札幌

11月の快晴の日を見て、すぐに福岡を飛び立った。福岡は3日連続、曇り雨の日が続いていた。不思議と北海道は、非常に落ち着く場所でもあった。千歳空港に飛行機が下りる瞬間、私の目に太陽のオレンジの光が飛び込んできた。北海道の大地が、私を歓迎してくれたのだと理解した。
そもそも北海道は、大地の恵みを愛するアイヌ人の意識が脈脈と流れてもいる。空から北海道を見た時、都市の外に自然があるのではなく、自然の中に、そして包み込むように都市がある。人間は大地に支配されて、動かされている感じが伝わってくる。
今回は、北海道大学の銀杏並木がテレビに映し出されていたので、その写真も撮りたかったし、ポプラ並木も撮りたかった。

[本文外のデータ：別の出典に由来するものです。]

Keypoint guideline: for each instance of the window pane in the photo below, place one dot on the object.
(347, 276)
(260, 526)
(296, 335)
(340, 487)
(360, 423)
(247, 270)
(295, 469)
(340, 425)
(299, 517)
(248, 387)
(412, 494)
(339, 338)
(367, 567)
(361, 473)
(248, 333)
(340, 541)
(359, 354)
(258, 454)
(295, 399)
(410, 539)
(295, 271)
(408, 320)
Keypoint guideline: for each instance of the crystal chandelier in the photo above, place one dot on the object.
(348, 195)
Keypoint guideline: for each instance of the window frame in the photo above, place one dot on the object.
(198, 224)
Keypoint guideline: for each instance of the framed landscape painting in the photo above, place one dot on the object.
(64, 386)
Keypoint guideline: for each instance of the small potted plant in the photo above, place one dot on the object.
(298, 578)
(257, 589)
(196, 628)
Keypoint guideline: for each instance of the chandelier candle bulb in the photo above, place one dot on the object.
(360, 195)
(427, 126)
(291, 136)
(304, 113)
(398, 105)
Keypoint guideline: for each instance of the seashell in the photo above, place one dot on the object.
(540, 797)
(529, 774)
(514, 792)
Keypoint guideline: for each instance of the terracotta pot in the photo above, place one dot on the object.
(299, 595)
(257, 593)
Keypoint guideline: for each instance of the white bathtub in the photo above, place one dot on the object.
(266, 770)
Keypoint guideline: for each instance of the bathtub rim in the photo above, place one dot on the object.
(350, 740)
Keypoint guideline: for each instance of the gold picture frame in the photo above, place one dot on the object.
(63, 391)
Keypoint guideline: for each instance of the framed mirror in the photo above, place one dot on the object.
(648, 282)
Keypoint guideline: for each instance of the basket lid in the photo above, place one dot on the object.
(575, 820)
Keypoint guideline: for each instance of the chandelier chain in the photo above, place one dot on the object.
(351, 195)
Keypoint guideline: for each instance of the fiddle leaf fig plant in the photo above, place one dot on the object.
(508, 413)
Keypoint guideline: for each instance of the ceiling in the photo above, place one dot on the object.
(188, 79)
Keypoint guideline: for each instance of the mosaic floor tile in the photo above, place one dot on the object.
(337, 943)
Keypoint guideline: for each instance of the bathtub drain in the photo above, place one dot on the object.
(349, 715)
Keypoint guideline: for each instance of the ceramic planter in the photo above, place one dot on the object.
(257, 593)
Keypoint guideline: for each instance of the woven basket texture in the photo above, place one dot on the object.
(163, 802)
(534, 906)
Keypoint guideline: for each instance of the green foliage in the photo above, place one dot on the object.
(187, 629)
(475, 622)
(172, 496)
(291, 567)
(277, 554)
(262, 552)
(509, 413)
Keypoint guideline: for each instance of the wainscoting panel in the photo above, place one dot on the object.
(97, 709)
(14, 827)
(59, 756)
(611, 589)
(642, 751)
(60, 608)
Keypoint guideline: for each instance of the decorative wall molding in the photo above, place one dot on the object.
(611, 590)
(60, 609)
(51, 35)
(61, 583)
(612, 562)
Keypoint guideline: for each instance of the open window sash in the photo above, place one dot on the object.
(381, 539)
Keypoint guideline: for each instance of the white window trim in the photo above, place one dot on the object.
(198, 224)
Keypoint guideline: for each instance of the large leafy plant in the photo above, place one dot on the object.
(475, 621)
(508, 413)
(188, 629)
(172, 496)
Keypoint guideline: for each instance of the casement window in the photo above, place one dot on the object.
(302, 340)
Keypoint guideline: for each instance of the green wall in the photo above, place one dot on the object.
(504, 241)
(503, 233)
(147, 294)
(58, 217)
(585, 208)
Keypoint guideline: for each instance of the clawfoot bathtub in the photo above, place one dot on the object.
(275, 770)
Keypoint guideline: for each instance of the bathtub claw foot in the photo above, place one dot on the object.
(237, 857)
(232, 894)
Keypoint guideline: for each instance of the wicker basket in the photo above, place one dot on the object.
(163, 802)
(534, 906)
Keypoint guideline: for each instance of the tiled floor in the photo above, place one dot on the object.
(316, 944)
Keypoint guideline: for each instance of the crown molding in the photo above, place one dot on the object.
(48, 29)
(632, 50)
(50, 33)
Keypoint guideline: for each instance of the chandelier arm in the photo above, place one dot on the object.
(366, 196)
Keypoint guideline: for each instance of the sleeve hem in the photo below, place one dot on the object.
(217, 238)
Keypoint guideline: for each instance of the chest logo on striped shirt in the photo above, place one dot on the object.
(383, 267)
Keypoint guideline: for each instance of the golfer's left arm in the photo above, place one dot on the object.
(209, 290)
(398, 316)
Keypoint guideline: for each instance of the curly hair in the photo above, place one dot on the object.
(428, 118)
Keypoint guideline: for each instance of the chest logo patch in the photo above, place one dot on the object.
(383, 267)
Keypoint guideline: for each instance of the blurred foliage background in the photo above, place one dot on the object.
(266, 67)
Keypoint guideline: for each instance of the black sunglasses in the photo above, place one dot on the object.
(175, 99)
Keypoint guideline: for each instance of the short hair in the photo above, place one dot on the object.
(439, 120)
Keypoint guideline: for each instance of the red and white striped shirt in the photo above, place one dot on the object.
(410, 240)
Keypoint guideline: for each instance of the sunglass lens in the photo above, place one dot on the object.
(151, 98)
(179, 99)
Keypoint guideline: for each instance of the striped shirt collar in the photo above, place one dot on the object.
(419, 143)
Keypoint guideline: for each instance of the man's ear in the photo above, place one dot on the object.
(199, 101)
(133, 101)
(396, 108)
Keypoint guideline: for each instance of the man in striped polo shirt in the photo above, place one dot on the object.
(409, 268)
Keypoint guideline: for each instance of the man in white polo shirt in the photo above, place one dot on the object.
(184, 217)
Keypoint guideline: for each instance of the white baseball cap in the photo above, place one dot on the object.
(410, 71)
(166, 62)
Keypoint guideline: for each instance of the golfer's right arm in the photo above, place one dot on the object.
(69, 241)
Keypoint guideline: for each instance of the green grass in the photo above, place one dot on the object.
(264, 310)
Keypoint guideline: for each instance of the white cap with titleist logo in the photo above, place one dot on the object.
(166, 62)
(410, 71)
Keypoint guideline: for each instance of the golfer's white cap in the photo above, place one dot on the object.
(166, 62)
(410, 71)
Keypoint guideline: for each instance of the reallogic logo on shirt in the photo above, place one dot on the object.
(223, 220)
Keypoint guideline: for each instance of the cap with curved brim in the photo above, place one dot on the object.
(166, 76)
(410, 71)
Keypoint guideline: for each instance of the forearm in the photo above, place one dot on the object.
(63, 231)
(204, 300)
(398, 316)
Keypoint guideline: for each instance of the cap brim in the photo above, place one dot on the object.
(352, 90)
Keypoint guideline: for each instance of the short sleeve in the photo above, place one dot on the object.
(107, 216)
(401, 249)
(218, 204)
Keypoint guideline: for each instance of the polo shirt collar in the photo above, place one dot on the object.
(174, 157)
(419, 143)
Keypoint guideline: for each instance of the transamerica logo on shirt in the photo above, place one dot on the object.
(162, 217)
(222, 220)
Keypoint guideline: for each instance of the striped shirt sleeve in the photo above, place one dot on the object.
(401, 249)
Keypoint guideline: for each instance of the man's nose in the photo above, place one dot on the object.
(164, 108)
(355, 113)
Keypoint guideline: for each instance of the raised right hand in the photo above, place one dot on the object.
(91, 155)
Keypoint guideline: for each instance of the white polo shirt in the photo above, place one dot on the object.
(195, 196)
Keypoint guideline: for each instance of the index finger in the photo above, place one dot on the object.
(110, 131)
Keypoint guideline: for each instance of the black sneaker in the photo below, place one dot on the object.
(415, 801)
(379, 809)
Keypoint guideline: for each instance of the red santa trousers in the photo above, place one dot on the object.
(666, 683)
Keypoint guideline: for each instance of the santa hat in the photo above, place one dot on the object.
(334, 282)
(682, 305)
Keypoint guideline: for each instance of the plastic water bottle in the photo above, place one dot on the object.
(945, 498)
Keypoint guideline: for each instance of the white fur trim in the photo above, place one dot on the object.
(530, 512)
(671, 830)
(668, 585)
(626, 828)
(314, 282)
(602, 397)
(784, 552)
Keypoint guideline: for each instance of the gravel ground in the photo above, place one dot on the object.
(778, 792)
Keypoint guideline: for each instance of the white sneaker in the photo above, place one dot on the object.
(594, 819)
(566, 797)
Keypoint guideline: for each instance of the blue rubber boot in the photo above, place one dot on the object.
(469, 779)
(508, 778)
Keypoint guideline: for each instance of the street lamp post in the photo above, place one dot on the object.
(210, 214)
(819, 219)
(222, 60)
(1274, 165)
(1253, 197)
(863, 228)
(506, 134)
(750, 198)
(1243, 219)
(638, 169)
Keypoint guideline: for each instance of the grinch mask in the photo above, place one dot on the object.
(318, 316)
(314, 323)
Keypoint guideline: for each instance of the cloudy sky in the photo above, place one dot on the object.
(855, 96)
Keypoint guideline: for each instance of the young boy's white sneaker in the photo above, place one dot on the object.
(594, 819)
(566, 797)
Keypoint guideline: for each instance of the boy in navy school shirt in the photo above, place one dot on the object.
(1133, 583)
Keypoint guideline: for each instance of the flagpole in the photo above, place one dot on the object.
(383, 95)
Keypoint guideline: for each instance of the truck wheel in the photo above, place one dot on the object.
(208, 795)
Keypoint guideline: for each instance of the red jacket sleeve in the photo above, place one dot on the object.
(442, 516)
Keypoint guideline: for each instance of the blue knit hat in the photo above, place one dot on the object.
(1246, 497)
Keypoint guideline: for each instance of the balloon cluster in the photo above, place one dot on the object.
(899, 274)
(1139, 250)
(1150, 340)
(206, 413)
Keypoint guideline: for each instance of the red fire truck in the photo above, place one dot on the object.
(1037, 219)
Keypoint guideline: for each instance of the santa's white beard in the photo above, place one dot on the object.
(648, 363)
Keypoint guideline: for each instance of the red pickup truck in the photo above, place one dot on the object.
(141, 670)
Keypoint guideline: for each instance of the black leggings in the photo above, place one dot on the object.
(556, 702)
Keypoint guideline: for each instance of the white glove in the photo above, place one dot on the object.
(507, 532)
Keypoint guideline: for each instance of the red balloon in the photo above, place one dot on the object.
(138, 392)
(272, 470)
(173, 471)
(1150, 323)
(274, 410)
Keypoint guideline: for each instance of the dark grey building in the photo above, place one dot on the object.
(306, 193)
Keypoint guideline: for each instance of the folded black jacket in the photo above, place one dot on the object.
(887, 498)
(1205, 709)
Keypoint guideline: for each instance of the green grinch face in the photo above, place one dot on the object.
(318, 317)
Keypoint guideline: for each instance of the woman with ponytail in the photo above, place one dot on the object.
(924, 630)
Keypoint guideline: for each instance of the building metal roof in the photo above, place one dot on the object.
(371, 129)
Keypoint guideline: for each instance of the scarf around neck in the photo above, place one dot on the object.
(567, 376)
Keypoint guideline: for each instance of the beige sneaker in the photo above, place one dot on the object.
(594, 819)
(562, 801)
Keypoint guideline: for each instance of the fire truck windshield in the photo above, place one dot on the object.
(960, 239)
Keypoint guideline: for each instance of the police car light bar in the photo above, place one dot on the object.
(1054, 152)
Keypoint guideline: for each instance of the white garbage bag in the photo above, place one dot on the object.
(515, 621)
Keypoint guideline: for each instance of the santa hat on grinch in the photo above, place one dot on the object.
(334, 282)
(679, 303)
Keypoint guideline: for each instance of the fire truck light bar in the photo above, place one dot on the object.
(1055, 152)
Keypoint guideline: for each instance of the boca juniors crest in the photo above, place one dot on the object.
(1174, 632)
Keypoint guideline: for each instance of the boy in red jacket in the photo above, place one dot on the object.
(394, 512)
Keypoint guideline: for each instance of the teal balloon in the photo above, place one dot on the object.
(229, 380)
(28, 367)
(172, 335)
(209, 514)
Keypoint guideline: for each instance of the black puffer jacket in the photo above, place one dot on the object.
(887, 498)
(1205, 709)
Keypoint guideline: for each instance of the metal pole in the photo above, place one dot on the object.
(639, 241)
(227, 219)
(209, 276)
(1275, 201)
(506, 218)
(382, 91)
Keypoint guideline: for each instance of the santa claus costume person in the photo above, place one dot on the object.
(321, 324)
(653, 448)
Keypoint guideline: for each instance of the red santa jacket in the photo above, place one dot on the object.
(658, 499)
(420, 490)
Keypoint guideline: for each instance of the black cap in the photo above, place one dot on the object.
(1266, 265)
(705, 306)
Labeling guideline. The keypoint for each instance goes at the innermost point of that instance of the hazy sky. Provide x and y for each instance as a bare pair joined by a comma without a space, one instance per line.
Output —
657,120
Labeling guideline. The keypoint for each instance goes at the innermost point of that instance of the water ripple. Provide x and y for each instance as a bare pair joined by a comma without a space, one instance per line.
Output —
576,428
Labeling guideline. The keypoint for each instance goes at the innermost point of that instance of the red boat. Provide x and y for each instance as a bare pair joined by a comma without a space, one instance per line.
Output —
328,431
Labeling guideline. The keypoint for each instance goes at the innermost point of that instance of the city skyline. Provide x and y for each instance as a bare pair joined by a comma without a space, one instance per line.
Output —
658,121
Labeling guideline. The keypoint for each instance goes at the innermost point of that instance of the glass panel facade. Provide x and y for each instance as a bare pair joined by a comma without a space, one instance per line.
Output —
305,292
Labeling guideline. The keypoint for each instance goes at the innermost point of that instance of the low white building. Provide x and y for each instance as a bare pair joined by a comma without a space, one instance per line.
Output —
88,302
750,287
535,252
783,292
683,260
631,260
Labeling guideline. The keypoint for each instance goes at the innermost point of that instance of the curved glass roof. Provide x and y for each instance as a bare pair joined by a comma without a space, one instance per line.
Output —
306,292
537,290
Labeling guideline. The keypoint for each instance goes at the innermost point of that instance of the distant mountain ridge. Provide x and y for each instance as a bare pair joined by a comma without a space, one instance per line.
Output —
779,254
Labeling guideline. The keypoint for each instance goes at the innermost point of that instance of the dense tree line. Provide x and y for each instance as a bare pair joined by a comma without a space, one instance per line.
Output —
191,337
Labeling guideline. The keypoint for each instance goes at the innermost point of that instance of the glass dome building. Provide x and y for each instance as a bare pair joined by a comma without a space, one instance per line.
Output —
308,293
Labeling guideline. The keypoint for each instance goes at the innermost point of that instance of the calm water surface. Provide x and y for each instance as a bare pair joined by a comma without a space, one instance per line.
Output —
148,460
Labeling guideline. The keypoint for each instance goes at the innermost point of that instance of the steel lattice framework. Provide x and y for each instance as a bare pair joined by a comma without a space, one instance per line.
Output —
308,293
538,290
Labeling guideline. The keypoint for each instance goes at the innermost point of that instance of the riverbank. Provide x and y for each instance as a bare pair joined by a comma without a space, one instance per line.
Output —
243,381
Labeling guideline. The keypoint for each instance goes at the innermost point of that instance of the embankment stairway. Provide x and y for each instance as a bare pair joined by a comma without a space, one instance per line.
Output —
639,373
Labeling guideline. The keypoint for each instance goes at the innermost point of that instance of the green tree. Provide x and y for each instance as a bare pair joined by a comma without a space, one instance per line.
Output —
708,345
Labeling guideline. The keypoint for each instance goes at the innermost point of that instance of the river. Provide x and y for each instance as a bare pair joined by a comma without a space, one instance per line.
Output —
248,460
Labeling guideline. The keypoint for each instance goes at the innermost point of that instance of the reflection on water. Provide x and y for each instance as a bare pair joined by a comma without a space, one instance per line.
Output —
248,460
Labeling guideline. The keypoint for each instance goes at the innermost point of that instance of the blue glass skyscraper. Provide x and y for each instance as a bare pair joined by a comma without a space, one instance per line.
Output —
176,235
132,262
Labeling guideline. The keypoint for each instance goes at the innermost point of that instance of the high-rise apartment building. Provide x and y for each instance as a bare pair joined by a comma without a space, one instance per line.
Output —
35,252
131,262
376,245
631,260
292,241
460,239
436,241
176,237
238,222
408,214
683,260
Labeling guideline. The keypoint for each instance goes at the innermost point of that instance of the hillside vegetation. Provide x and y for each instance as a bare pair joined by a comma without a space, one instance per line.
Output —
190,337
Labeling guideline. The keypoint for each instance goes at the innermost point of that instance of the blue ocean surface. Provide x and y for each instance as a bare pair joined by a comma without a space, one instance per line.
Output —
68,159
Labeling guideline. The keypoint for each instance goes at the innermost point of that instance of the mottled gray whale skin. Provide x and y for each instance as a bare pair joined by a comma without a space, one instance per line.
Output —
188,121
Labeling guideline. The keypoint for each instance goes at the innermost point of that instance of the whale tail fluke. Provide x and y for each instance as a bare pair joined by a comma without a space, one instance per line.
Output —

青森では、黄色く色づく銀杏をかなり見たのだが、なぜか北大の銀杏並木は、恋しい感じがした。クラーク博士が築いた波動が良いのだろうか、落ち着く感じは確かにある。だが、農学部に力強く立っていたポプラ並木は、もはや無くなっていた。サングラスをかけた年配の女性が、背後から声をかけた。
「時代は変わったのかしら、随分ポプラの勢いがありませんわね。残念だわ」
この女性は、この大学を卒業して、懐かしさのあまりやってきたようだ。自分の体の衰えと同時進行しているようで、嫌な思いをしていた。